The anterior cruciate ligament (ACL) consists of two distinct functional bundles: the anteromedial (AM) and posterolateral (PL) bundles. Which of the following best describes the biomechanical function and tensioning of these bundles during knee range of motion?

. The AM bundle controls anterior translation in extension, while the PL bundle controls it in flexion.
. The AM bundle is tight in flexion and controls anterior translation, while the PL bundle is tight in extension and controls rotatory stability.
. The PL bundle is tight in flexion and primarily controls valgus stress.
. Both bundles are maximally tight in extension and completely lax in flexion.
. The AM bundle controls rotatory stability in extension, while the PL bundle controls varus stress in flexion.
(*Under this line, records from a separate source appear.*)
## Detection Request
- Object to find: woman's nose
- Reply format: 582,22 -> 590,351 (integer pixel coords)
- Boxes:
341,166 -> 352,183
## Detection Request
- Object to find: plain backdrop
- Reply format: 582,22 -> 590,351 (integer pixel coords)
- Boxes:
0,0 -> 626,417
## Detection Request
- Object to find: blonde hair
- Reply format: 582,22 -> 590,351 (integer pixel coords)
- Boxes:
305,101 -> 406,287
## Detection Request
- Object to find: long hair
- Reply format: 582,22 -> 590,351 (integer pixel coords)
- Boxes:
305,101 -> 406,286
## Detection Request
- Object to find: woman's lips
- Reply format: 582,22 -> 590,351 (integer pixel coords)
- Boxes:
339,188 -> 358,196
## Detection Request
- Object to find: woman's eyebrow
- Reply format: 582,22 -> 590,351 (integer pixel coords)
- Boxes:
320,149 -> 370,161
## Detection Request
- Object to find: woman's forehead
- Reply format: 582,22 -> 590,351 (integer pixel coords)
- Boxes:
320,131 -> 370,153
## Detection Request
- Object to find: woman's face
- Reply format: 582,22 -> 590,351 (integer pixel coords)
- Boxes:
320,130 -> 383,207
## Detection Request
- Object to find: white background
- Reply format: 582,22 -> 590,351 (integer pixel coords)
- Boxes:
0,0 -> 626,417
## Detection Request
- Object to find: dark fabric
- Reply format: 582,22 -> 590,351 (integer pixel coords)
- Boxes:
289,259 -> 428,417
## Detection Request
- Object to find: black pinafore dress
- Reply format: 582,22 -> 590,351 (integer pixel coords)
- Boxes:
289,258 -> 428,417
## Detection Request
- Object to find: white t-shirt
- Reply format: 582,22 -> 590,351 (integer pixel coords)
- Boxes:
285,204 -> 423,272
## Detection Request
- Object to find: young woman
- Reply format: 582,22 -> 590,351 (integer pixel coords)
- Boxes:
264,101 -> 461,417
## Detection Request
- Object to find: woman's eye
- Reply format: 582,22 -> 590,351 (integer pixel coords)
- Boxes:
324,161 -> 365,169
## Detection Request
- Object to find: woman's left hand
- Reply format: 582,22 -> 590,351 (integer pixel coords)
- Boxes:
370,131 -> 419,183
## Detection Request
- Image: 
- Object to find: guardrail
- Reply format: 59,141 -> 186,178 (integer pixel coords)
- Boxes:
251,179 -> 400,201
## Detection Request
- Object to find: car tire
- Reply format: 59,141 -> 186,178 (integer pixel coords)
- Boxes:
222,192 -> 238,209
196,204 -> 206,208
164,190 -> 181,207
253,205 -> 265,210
Correct Answer & Explanation

. The AM bundle is tight in flexion and controls anterior translation, while the PL bundle is tight in extension and controls rotatory stability.


Explanation

The ACL has two main bundles named for their tibial insertions. The Anteromedial (AM) bundle is tight in flexion and is the primary restraint to anterior tibial translation. The Posterolateral (PL) bundle is tight in extension and provides the primary restraint to rotatory loads (preventing the pivot shift). This biomechanical differentiation is critical for understanding anatomic ACL reconstructions.